Urbanisation: Creating Job Magnets for Sustainable Growth
The challenge is whether to bring jobs to people or people to jobs. Politically, it’s about taking jobs to people, but developmentally, it’s about bringing people to jobs. Unlike China, India lacks a mass migration event like the Chinese New Year, where millions travel home. With only 52 cities having more than a million people compared to China’s 375, and 600,000 villages, of which 200,000 have less than 200 people, job creation is challenging. Low urbanisation has caused a massive wage divergence in big cities. We should create new job hubs near major cities rather than overcrowding existing ones. The real challenge lies in governance, as cities lack proper leadership. Our cities need real mayors to become smart cities.
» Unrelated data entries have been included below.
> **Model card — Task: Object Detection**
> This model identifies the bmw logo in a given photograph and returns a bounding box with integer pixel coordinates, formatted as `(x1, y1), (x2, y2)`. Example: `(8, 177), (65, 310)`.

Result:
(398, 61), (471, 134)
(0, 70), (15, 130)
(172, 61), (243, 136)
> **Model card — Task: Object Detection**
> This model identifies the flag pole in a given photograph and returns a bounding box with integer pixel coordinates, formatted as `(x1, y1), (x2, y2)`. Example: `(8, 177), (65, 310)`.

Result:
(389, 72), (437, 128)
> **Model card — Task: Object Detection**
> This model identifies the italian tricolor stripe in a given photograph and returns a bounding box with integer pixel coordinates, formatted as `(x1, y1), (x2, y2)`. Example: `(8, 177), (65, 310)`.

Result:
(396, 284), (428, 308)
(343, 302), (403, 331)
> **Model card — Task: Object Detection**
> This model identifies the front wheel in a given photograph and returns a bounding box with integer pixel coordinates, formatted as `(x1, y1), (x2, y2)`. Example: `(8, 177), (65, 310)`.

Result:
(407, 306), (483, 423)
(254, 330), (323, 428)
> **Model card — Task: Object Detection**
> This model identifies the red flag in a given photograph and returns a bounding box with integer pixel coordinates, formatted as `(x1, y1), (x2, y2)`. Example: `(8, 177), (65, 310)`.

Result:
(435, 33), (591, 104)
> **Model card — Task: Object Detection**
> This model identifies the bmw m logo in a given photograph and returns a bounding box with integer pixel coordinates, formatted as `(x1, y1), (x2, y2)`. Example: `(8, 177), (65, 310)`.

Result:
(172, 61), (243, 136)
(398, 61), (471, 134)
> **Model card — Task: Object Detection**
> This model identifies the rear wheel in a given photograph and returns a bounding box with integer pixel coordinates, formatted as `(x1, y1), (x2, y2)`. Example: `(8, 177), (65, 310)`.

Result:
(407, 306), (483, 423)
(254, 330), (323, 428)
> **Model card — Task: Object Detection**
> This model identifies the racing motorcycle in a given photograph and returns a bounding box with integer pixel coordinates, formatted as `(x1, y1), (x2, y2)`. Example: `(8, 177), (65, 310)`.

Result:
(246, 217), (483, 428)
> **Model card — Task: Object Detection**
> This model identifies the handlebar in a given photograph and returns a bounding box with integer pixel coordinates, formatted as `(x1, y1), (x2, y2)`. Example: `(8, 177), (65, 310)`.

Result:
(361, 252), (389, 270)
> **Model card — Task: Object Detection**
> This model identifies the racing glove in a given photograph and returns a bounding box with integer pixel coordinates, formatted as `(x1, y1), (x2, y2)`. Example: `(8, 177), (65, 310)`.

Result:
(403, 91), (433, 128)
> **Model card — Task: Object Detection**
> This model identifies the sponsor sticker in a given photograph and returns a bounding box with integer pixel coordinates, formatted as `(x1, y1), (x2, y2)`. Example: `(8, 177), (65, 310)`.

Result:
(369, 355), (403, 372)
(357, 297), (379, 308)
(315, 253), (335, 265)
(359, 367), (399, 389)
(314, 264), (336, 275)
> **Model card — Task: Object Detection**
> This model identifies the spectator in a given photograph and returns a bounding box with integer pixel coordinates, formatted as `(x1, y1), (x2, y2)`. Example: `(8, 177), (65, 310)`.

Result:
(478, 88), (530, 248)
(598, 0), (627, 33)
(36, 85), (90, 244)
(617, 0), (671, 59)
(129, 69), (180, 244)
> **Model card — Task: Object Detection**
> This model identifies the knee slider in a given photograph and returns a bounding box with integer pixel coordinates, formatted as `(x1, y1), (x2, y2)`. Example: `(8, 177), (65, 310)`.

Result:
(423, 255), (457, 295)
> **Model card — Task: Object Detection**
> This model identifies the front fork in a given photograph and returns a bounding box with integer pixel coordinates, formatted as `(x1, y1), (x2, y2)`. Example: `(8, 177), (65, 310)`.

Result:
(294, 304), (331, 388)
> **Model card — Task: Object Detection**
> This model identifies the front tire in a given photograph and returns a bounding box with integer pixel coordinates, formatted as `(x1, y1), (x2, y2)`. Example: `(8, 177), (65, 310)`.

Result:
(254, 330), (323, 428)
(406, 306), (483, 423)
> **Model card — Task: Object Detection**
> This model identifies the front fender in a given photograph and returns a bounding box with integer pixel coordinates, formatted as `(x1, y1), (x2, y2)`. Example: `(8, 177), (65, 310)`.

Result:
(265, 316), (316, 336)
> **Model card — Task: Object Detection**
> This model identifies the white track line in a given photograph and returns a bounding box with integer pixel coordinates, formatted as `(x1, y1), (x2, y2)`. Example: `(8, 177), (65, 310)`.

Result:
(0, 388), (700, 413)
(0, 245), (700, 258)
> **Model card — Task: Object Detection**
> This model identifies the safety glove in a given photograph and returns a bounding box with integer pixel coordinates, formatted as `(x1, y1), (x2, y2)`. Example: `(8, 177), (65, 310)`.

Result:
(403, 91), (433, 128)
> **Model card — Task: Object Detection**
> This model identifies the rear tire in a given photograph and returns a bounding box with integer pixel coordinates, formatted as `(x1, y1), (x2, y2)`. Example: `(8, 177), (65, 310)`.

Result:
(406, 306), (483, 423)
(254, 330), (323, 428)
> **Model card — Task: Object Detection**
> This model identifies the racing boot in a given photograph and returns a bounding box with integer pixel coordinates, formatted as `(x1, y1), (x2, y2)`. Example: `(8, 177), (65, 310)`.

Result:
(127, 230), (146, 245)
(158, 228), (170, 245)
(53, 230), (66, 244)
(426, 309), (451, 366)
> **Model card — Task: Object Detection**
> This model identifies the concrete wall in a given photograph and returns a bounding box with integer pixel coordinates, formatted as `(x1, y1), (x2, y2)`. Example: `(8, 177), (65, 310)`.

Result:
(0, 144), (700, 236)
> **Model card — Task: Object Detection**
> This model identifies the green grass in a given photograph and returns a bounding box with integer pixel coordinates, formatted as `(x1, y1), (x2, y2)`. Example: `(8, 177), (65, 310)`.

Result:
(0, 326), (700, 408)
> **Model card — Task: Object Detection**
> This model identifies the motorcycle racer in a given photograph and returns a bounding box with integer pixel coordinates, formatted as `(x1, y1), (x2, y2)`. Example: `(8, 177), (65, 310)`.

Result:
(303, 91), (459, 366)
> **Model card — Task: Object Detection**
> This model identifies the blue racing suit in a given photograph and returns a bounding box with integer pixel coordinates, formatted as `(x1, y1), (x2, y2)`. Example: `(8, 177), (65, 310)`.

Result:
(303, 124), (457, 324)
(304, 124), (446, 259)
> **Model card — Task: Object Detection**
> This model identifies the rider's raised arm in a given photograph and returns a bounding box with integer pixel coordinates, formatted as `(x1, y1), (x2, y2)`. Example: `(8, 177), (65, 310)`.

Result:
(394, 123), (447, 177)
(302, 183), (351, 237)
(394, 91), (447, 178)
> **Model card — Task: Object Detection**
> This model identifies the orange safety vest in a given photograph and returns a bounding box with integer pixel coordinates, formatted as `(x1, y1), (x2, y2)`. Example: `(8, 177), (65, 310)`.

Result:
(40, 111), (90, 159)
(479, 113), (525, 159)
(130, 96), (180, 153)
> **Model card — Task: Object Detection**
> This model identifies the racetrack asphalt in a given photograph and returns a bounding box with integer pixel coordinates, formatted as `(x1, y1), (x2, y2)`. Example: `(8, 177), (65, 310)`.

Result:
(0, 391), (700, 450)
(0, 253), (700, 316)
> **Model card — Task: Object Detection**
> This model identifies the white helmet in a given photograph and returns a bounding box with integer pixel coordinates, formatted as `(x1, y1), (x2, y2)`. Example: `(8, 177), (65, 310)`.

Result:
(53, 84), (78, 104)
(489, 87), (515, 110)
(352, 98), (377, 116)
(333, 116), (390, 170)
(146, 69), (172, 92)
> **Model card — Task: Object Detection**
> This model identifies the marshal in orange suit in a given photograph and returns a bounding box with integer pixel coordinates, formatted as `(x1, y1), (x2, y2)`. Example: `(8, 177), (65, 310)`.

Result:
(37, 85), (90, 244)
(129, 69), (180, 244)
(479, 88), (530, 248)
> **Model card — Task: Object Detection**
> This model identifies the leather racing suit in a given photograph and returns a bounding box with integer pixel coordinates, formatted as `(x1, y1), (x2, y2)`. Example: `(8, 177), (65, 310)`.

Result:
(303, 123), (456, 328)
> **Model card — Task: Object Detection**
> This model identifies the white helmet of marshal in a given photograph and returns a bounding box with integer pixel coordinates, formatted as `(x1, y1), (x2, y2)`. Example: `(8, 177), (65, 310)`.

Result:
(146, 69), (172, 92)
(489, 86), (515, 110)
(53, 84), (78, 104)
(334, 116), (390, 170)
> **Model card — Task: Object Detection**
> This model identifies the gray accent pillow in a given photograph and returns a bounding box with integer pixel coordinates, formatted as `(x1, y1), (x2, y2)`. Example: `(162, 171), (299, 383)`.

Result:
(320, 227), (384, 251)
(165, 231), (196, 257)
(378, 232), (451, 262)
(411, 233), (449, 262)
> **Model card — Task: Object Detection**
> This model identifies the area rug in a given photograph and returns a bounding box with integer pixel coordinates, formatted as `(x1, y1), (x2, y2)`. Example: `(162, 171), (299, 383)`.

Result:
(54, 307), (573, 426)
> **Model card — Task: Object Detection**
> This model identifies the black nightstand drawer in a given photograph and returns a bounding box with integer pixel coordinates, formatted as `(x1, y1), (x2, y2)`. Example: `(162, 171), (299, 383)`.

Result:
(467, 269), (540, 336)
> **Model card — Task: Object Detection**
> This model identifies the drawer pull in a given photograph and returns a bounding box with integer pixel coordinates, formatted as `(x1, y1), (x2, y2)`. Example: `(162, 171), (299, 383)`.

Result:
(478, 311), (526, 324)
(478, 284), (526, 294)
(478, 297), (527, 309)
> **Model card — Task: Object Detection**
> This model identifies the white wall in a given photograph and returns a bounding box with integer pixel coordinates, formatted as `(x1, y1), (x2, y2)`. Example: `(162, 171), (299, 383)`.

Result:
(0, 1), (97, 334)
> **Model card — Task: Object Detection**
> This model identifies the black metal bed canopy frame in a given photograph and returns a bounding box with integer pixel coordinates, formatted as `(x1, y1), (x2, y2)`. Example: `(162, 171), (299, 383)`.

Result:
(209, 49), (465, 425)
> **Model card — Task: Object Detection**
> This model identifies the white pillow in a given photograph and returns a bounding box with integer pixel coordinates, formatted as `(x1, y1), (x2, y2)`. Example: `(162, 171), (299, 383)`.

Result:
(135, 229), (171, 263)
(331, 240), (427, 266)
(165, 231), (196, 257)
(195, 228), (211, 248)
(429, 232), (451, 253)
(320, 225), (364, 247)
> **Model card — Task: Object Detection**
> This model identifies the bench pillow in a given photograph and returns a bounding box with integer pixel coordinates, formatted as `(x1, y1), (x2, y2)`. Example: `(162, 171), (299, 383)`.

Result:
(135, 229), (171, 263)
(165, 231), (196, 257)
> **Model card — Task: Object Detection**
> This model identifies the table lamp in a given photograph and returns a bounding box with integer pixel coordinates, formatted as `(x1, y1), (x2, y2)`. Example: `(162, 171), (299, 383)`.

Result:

Industrialization: Boosting Manufacturing and Reducing Self-Employment
India has too many people in agriculture (50% of the labour force), too many self-employed (50%), and too few in manufacturing (11%). The lack of non-farm jobs hinders migration from farms, and the poor resort to self-employment. The high self-employment rate reflects people’s inability to find wage employment. Increasing formal wage and manufacturing employment is crucial to end self-exploitation in agriculture and self-employment.
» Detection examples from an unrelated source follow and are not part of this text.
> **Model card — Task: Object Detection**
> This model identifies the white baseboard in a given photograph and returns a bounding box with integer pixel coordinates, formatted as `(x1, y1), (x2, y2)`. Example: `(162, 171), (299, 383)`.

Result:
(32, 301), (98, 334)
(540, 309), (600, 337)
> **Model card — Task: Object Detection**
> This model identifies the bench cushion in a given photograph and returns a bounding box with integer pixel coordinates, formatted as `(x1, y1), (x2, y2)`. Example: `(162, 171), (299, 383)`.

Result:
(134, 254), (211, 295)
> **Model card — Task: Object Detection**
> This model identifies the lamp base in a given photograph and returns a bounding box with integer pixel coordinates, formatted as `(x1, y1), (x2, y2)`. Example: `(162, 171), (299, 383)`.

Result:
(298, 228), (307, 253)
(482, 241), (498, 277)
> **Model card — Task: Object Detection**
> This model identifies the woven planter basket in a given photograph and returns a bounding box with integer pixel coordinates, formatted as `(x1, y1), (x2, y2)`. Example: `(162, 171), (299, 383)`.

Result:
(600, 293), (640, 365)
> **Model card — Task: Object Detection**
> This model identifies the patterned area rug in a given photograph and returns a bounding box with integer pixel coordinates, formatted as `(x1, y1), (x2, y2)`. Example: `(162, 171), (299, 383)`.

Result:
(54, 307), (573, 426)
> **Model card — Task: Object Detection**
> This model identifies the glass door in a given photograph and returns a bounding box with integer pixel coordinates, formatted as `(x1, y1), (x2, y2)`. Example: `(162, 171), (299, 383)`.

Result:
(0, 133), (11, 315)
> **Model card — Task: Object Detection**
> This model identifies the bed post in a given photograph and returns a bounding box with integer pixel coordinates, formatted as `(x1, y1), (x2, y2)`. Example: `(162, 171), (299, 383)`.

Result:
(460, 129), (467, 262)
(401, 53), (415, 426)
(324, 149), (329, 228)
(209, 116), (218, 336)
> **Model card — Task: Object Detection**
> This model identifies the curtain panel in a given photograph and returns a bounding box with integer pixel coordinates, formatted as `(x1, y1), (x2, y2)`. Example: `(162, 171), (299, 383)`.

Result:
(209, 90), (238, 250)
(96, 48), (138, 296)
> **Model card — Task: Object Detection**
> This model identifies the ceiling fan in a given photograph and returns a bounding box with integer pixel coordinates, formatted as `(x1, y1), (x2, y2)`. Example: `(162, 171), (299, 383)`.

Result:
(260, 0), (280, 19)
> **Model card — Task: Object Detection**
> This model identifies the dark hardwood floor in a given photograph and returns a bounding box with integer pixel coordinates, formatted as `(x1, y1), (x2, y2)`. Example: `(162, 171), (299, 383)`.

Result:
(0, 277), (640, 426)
Financialization: Transforming Savings and Investment Patterns
Traditionally, Indians have saved in physical assets like land and real estate and relied on nationalised banks for enterprise capital, leading to real estate mispricing and a lack of a bond market. Demonetization disrupted this trend, creating new lending capacity, increasing digital transactions, boosting financial savings, lowering interest rates, and changing the perception of the rule of law.
Human Capital: Revamping Education and Employability
India needs a radical restructuring of its education and employability regime to balance quality, quantity, and inclusiveness. With rapid changes in technology and the job market, the focus should shift from knowing to learning. The three Rs (reading, writing, arithmetic) are foundational and soft skills are essential. Metrics should focus on outcomes rather than inputs.
Historically, policies around education, employment, and employability have aimed to avoid failure rather than pursue success, often blaming external factors. As Ghalib noted, we often clean the mirror instead of addressing the dirt on our faces. India’s low productivity and poverty have multiple causes, but we now have a strategy involving formalisation, urbanisation, industrialization, financialization, and human capital to transform the nation. As Karl Marx stated, “The philosophers have only interpreted the world in various ways; the point, however, is to change it.”